Ma non sono soli. Ci sono Alberto Gilardino, Vincenzo Iaquinta, Filippo Inzaghi. Tre attaccanti diversi, tre modi di vivere il calcio. Gilardino è il talento in ascesa, Iaquinta è la potenza, Inzaghi è il predatore d'area, quello che vive per il gol e che, anche se gioca poco, sa che il suo momento arriverà.
Questa è l'Italia che va in Germania. Una squadra di uomini prima che di campioni. Una squadra che nessuno considera favorita, che parte con lo scandalo sulle spalle, con il sospetto, con la rabbia di un Paese intero. Ma dentro quello spogliatoio, loro sanno qualcosa che gli altri ancora ignorano: sono pronti.

L'Inizio di un Viaggio
Nessuno crede in loro. Nessuno pensa che possano vincere. Non questa Italia, non con questo clima, non con tutto quello che sta succedendo.
I giornali sono spietati. La Gazzetta dello Sport titola: "Un'Italia senza sogni". Il Corriere della Sera è ancora più duro: "Azzurri in partenza, ma a casa nessuno ci crede". Tuttosport, da sempre vicino alla Juventus, è più cauto: "Lippi e i suoi ragazzi partono tra speranze e polemiche", ma il tono è più di circostanza che di vera fiducia. La stampa internazionale non è da meno. In Inghilterra, il Times scrive: "L'Italia è un gigante ferito", mentre in Germania il Bild ironizza: "Calcio e scandali: gli italiani sanno ancora giocare?"
L'aria è pesante, densa di scetticismo. L'Italia parte senza entusiasmo, senza aspettative, senza il calore della sua gente. I tifosi sono divisi tra chi ha ancora voglia di credere in questi giocatori e chi è troppo disgustato da Calciopoli per tifare con il cuore. Nei bar, nelle piazze, nelle case, si respira un senso di distacco. "Andremo là a fare figuracce", dice qualcuno. "Siamo già eliminati in partenza", borbotta un altro.
Ma dentro lo spogliatoio, dentro quel gruppo di uomini, si respira un'aria diversa.
I giocatori guardano le loro valigie pronte e sanno che stanno per partire per un viaggio che potrebbe cambiarli per sempre. Buffon sistema i suoi guanti con la meticolosità di un artigiano prima di un'opera importante. Cannavaro si allaccia le scarpe con la stessa attenzione con cui un soldato prepara la sua armatura. Gattuso cammina avanti e indietro, inquieto, con la mascella serrata, come un leone in gabbia pronto a essere liberato. Pirlo è seduto, silenzioso, con lo sguardo perso nel vuoto, come se già vedesse quello che gli altri ancora non immaginano.
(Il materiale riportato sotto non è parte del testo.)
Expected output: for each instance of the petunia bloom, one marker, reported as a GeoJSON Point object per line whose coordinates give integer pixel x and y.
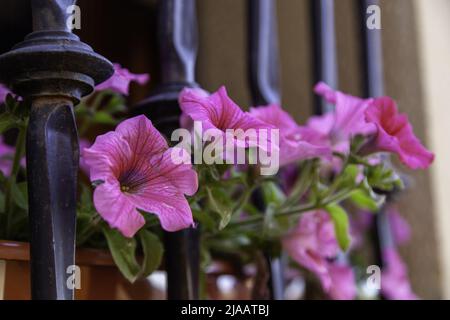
{"type": "Point", "coordinates": [394, 277]}
{"type": "Point", "coordinates": [134, 167]}
{"type": "Point", "coordinates": [346, 121]}
{"type": "Point", "coordinates": [312, 243]}
{"type": "Point", "coordinates": [343, 282]}
{"type": "Point", "coordinates": [395, 134]}
{"type": "Point", "coordinates": [120, 80]}
{"type": "Point", "coordinates": [84, 144]}
{"type": "Point", "coordinates": [296, 142]}
{"type": "Point", "coordinates": [219, 114]}
{"type": "Point", "coordinates": [6, 157]}
{"type": "Point", "coordinates": [3, 93]}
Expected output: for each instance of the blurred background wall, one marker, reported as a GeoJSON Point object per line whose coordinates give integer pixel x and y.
{"type": "Point", "coordinates": [416, 49]}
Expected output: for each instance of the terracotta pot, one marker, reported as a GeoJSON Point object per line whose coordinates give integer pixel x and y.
{"type": "Point", "coordinates": [101, 280]}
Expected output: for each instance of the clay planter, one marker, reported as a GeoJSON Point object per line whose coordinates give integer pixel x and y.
{"type": "Point", "coordinates": [100, 278]}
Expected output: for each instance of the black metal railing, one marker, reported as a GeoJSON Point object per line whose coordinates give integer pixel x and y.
{"type": "Point", "coordinates": [53, 69]}
{"type": "Point", "coordinates": [177, 42]}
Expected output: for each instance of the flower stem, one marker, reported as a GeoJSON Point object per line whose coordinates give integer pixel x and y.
{"type": "Point", "coordinates": [296, 210]}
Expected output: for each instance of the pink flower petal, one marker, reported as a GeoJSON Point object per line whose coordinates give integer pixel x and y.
{"type": "Point", "coordinates": [312, 242]}
{"type": "Point", "coordinates": [296, 143]}
{"type": "Point", "coordinates": [395, 134]}
{"type": "Point", "coordinates": [117, 209]}
{"type": "Point", "coordinates": [343, 283]}
{"type": "Point", "coordinates": [218, 112]}
{"type": "Point", "coordinates": [348, 117]}
{"type": "Point", "coordinates": [139, 173]}
{"type": "Point", "coordinates": [3, 93]}
{"type": "Point", "coordinates": [142, 137]}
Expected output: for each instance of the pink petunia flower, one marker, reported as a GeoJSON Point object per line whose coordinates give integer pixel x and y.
{"type": "Point", "coordinates": [84, 144]}
{"type": "Point", "coordinates": [3, 93]}
{"type": "Point", "coordinates": [6, 157]}
{"type": "Point", "coordinates": [136, 168]}
{"type": "Point", "coordinates": [395, 134]}
{"type": "Point", "coordinates": [343, 282]}
{"type": "Point", "coordinates": [218, 113]}
{"type": "Point", "coordinates": [120, 80]}
{"type": "Point", "coordinates": [312, 243]}
{"type": "Point", "coordinates": [345, 122]}
{"type": "Point", "coordinates": [394, 277]}
{"type": "Point", "coordinates": [296, 142]}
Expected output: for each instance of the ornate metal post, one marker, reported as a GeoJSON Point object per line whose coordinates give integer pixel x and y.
{"type": "Point", "coordinates": [265, 87]}
{"type": "Point", "coordinates": [177, 39]}
{"type": "Point", "coordinates": [375, 88]}
{"type": "Point", "coordinates": [325, 49]}
{"type": "Point", "coordinates": [53, 70]}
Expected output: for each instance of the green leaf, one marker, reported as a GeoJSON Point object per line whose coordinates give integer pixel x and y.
{"type": "Point", "coordinates": [103, 118]}
{"type": "Point", "coordinates": [153, 252]}
{"type": "Point", "coordinates": [123, 251]}
{"type": "Point", "coordinates": [7, 121]}
{"type": "Point", "coordinates": [341, 224]}
{"type": "Point", "coordinates": [364, 201]}
{"type": "Point", "coordinates": [20, 195]}
{"type": "Point", "coordinates": [272, 194]}
{"type": "Point", "coordinates": [383, 178]}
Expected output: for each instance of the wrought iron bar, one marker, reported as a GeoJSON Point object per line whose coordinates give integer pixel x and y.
{"type": "Point", "coordinates": [375, 88]}
{"type": "Point", "coordinates": [265, 88]}
{"type": "Point", "coordinates": [52, 69]}
{"type": "Point", "coordinates": [325, 49]}
{"type": "Point", "coordinates": [177, 40]}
E poi c'è Lippi. Lui non parla molto, non ha bisogno di fare discorsi lunghi. Li guarda uno per uno, li osserva mentre si preparano. Sa che qualcosa sta crescendo dentro di loro. Sa che la rabbia, il senso di ingiustizia, la voglia di dimostrare al mondo intero che si sbaglia stanno alimentando qualcosa di potente.
L'aeroporto di Malpensa è affollato di giornalisti, microfoni, telecamere. Le domande sono sempre le stesse. "Mister, come vede la squadra?" "Capitano, sentite la pressione?" "Buffon, pensate a Calciopoli?" I giocatori rispondono con frasi di circostanza, ma dentro di loro sanno la verità.
Non stanno partendo solo per un torneo. Stanno partendo per una guerra.
L'aereo è sulla pista. La destinazione è la Germania.